M. Hernandez Santana (Marianella)
I received my BSc degree in Materials Engineering from Universidad Simón Bolívar (Caracas,Venezuela) and then obtained a MSc in Macromolecular Physical-Chemistry from the Ecole d´Applications des Hauts Polymères/Université Louis Pasteur (Strasbourg, France). My professional career started working as a Researcher at INTEVEP, the top level Institute of Research and Technology of the state-run oil company Petróleos de Venezuela S.A. (Caracas, Venezuela). This period represented a unique opportunity to gain experience in polymers processing and applications, as well as to improve applied research competences. Then I held the position of Associate Professor in Materials Engineering at Simón Bolívar University (Caracas, Venezuela). During this time I covered all the aspects related to a university position: teaching, research, and technology transfer; with research lines focused on elastomeric materials and participation in several R&D projects. Willing to continue my research career in a cutting edge research institution, I joined the Nanocomposites Group at the Institute of Polymer Science and Technology, ICTP-CSIC (Madrid, Spain) as a PhD Student. My challenge was to study the molecular dynamics of Natural Rubber (NR) nanocomposites with layered silicate (montmorillonite) and carbon based nanofillers (carbon nanotubes and functionalized graphene sheets), in order to understand the physical relations between the different phases and interfaces present in the nanocomposite and its implication on the improvement of the final properties of the material. In 2014 I was awarded with a Marie Curie Fellowship from the European Commission to work at the Novel Aerospace Materials Group (TUDelft, The Netherlands). I have published over 40 peer-reviewed articles in leading international journals and two book chapters.

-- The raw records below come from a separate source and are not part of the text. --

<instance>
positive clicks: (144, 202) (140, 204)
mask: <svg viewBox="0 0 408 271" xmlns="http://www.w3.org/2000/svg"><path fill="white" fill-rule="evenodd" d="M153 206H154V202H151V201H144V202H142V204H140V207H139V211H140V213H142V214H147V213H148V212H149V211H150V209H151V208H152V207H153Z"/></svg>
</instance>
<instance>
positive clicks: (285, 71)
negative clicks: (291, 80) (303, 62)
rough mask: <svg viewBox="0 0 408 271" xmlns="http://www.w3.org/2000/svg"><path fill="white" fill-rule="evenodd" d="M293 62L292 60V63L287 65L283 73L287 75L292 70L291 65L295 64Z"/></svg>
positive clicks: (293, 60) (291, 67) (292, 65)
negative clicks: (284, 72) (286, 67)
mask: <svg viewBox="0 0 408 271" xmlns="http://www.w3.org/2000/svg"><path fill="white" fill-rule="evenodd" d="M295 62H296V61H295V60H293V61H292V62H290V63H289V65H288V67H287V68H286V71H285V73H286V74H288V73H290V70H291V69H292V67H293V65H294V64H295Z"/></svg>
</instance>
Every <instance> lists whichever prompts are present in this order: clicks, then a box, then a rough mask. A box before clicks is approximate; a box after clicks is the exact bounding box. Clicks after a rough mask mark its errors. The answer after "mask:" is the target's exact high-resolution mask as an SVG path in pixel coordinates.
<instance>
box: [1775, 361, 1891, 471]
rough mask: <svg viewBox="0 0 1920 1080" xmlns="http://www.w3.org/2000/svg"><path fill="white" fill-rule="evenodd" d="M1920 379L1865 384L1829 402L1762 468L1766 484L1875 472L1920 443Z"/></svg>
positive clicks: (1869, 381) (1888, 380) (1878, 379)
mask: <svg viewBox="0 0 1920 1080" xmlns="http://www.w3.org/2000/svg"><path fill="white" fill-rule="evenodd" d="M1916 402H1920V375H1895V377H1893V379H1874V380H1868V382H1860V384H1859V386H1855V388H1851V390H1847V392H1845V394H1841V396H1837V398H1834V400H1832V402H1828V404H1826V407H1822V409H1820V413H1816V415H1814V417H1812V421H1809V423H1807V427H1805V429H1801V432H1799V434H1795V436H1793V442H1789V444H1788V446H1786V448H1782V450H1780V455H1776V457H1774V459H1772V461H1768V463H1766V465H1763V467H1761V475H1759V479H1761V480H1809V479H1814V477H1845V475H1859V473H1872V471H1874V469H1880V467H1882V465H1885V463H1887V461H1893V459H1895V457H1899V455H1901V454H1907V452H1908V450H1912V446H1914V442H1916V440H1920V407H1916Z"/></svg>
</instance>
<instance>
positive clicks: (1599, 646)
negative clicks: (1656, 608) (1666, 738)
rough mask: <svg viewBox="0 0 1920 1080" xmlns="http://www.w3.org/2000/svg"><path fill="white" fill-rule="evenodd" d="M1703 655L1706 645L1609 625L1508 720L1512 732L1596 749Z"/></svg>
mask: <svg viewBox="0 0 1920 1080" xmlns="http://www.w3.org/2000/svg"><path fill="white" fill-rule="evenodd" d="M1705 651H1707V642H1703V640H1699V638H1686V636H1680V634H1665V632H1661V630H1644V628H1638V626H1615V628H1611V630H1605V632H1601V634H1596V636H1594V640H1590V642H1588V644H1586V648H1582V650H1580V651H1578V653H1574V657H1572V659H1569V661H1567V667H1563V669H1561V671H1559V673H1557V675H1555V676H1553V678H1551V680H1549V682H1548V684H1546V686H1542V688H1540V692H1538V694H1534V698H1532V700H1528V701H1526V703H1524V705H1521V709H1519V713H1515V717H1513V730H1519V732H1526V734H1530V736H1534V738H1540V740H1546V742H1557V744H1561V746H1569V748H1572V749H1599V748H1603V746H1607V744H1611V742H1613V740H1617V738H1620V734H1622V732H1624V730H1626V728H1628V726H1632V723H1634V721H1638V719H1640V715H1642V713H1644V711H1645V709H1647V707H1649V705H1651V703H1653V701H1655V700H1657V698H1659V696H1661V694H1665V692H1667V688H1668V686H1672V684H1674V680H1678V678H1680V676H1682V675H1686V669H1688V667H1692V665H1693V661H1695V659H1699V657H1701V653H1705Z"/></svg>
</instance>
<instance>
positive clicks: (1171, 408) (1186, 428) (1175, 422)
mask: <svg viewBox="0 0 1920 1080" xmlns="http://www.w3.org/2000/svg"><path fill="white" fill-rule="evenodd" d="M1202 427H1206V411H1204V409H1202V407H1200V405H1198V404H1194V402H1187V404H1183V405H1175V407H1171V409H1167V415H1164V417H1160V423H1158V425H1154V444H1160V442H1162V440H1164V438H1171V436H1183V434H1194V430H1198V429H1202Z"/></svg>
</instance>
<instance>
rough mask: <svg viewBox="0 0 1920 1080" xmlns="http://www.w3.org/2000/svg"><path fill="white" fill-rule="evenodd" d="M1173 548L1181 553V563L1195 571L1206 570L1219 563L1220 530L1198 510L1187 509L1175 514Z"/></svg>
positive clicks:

The aim of my work is to develop Natural Rubber compounds with self-healing properties, following the intrinsic self-healing approach based on reversible bonding and by the inclusion of conductive nanoparticles. In this sense, both mechanical and electrical functionalities can be restored. Special attention will be paid to the overall molecular dynamics of these materials. It is believed that a systematic research on the relaxation behaviour of these elastomers will help to elucidate the role of the key healing parameters (healing time and temperature). The new insight into the character of both the network structure and the cross-linking system by means of dielectric processes will be useful in controlling self-healing properties of all elastomeric self-healing systems to be developed in the future.